Tree health has been a hot topic in recent weeks following the introduction of a new tree disease into the UK. There has been much press coverage regarding the potentially serious threat to one of our most valuable native trees – Ash.
Chalara dieback of ash is a serious disease of ash trees caused by a fungus called Chalara Fraxinea. The disease causes leaf loss and crown dieback in affected trees, and usually leads to tree death.
The disease appears to have been introduced on imported nursery stock and is now being treated as a quarantine pest under national emergency measures. However, now that the disease has been found in older trees (East Anglia, Kent and Essex) with no apparent connection with plants supplied by nurseries, government scientists are investigating the possibility that it might have entered the UK by natural means; such as wind borne spores or birds coming across the North Sea.
It is still very early to judge what the position is and the Forestry Commission and DEFRA are still gathering information so the full impact that the disease will have in England is not yet known.
If we look to the other countries that have suffered with the disease it looks very likely that 60-90% of UK ash trees will be infected in the foreseeable future. Ash trees make up 5% of the UK tree population so this will have a significant impact on our towns and countryside.
The disease is a fungus that readily infects young trees and saplings but affects older trees more slowly. The main spread of the disease is through the movement of young plants and this is now being controlled. The majority of the reported outbreaks relate to young planting with a few cases of mature trees being affected.

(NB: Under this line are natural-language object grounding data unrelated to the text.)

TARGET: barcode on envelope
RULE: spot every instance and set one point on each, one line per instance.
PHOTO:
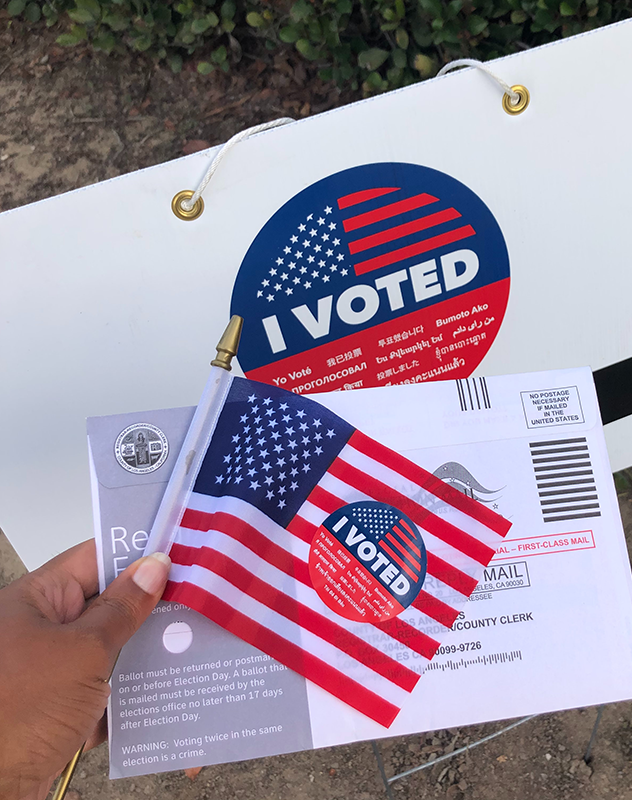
(473, 394)
(565, 480)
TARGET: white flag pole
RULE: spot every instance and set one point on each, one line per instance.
(196, 442)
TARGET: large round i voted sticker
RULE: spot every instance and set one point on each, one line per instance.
(381, 274)
(367, 561)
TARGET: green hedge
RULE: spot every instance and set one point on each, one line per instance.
(373, 44)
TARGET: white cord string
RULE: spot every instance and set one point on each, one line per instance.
(188, 205)
(514, 97)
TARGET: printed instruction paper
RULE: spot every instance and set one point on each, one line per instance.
(548, 627)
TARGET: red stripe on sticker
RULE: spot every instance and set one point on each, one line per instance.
(361, 197)
(400, 231)
(398, 560)
(294, 657)
(386, 212)
(414, 249)
(405, 538)
(399, 546)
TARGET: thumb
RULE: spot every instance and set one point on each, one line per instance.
(117, 613)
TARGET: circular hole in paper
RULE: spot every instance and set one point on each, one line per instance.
(177, 637)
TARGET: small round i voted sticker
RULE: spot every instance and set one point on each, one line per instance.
(367, 561)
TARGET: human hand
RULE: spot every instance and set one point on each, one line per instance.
(57, 652)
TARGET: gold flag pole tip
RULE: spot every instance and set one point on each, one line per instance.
(228, 344)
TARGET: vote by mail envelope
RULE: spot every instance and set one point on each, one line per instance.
(548, 627)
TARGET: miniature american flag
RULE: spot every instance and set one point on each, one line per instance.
(277, 467)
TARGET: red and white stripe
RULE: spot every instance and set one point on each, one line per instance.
(248, 574)
(392, 209)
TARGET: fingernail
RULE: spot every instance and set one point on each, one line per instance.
(152, 573)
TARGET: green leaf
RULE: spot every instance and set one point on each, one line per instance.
(476, 24)
(92, 6)
(104, 41)
(142, 43)
(228, 9)
(77, 34)
(301, 11)
(255, 20)
(289, 34)
(372, 59)
(424, 65)
(16, 7)
(402, 38)
(200, 25)
(373, 81)
(518, 17)
(116, 21)
(81, 15)
(399, 59)
(33, 12)
(307, 49)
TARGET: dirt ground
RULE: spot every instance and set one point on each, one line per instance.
(68, 119)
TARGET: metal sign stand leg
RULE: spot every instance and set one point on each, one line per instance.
(388, 781)
(593, 736)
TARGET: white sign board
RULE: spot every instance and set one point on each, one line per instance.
(452, 238)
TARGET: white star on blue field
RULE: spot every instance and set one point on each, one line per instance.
(270, 448)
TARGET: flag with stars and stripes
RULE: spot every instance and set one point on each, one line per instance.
(297, 518)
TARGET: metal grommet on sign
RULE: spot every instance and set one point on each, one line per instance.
(516, 107)
(184, 213)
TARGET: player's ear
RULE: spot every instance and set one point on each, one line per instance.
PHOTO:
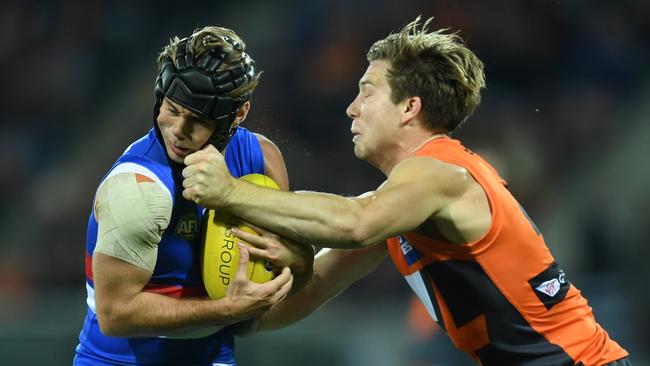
(242, 112)
(410, 108)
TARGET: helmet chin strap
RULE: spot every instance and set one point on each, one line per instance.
(197, 86)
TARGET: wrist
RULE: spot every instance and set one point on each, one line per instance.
(231, 190)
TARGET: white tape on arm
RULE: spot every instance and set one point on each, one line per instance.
(132, 211)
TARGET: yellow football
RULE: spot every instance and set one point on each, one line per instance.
(221, 253)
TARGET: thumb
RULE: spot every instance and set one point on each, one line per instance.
(243, 261)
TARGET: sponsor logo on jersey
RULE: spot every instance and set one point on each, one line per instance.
(550, 286)
(187, 227)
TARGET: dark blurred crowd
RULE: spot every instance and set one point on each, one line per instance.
(564, 119)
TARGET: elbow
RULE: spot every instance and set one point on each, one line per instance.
(356, 235)
(111, 322)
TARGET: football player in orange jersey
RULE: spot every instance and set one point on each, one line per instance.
(461, 240)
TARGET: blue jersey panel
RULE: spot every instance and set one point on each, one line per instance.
(177, 272)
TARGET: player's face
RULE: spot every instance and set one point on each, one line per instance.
(375, 118)
(183, 131)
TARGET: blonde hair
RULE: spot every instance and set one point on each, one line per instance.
(435, 66)
(228, 42)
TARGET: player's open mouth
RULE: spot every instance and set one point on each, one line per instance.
(180, 151)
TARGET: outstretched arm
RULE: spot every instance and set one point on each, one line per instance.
(415, 190)
(125, 310)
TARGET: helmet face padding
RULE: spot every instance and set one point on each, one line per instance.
(196, 86)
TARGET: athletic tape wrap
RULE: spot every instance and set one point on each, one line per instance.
(194, 85)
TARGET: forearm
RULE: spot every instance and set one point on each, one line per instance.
(330, 220)
(151, 314)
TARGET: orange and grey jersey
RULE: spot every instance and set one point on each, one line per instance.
(503, 299)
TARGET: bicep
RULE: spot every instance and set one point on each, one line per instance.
(274, 166)
(132, 212)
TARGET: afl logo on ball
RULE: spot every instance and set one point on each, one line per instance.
(187, 227)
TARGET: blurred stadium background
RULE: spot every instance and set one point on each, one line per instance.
(565, 119)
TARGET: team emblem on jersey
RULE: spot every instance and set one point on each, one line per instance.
(550, 286)
(187, 227)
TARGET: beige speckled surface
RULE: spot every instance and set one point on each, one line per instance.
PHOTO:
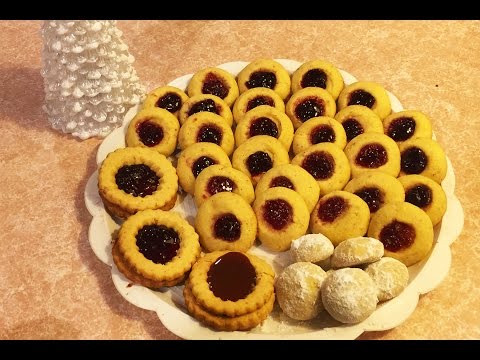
(51, 284)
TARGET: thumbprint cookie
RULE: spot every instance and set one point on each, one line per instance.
(230, 290)
(376, 188)
(282, 216)
(405, 230)
(366, 93)
(308, 103)
(252, 98)
(318, 73)
(206, 127)
(358, 119)
(196, 158)
(372, 151)
(154, 128)
(339, 216)
(169, 98)
(406, 125)
(214, 81)
(208, 103)
(318, 130)
(425, 193)
(265, 73)
(220, 178)
(265, 120)
(134, 178)
(156, 248)
(259, 154)
(327, 163)
(292, 177)
(422, 156)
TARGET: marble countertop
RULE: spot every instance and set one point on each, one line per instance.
(51, 284)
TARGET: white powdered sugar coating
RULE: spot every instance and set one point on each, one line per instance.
(390, 275)
(349, 295)
(298, 290)
(357, 251)
(311, 248)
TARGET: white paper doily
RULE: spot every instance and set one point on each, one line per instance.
(169, 305)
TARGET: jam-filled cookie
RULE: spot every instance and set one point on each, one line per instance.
(298, 290)
(134, 178)
(327, 163)
(154, 128)
(259, 154)
(292, 177)
(372, 151)
(156, 248)
(358, 119)
(252, 98)
(214, 81)
(265, 120)
(169, 98)
(282, 217)
(205, 102)
(376, 188)
(196, 158)
(357, 251)
(406, 125)
(220, 178)
(318, 73)
(232, 290)
(405, 230)
(425, 193)
(318, 130)
(265, 73)
(366, 93)
(339, 216)
(206, 127)
(425, 157)
(308, 103)
(225, 221)
(349, 295)
(390, 276)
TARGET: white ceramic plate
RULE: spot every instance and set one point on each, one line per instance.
(169, 304)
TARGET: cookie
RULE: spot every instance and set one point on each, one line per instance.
(265, 73)
(318, 73)
(282, 216)
(328, 165)
(194, 159)
(376, 188)
(252, 98)
(214, 81)
(357, 120)
(225, 221)
(208, 103)
(259, 154)
(422, 156)
(265, 120)
(408, 124)
(156, 248)
(309, 103)
(339, 216)
(405, 231)
(425, 193)
(292, 177)
(366, 93)
(135, 178)
(372, 151)
(298, 290)
(206, 127)
(219, 178)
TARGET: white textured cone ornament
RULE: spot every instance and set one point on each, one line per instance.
(88, 74)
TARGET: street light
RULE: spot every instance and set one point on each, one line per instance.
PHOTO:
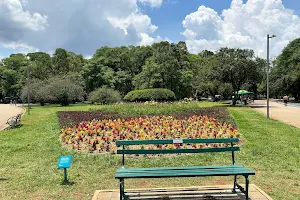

The disease spreads slowly on its own (12-20 miles per year) and mainly through spores on leaf litter and twigs from June to September. This means that we will get a much better idea of the extent of the spread by the end of next summer. Our current knowledge of the spread is based on sample plots inspected by DEFRA.
There are no reasonable controls (at the moment) and it looks very likely that the policy will be to allow the disease to run its course rather than undertake sanitation felling. The problem with sanitation felling (removing all the trees in an area around an outbreak) is that it is expensive for landowners and you lose trees that may be resistant to the disease. So in the long term it is better to identify the resistant trees so that we can re-establish the ash tree population.
The current advice is that mature trees may live for some time after infection so felling trees hastily may be too harsh a measure when some benefit can still be gained from keeping the tree.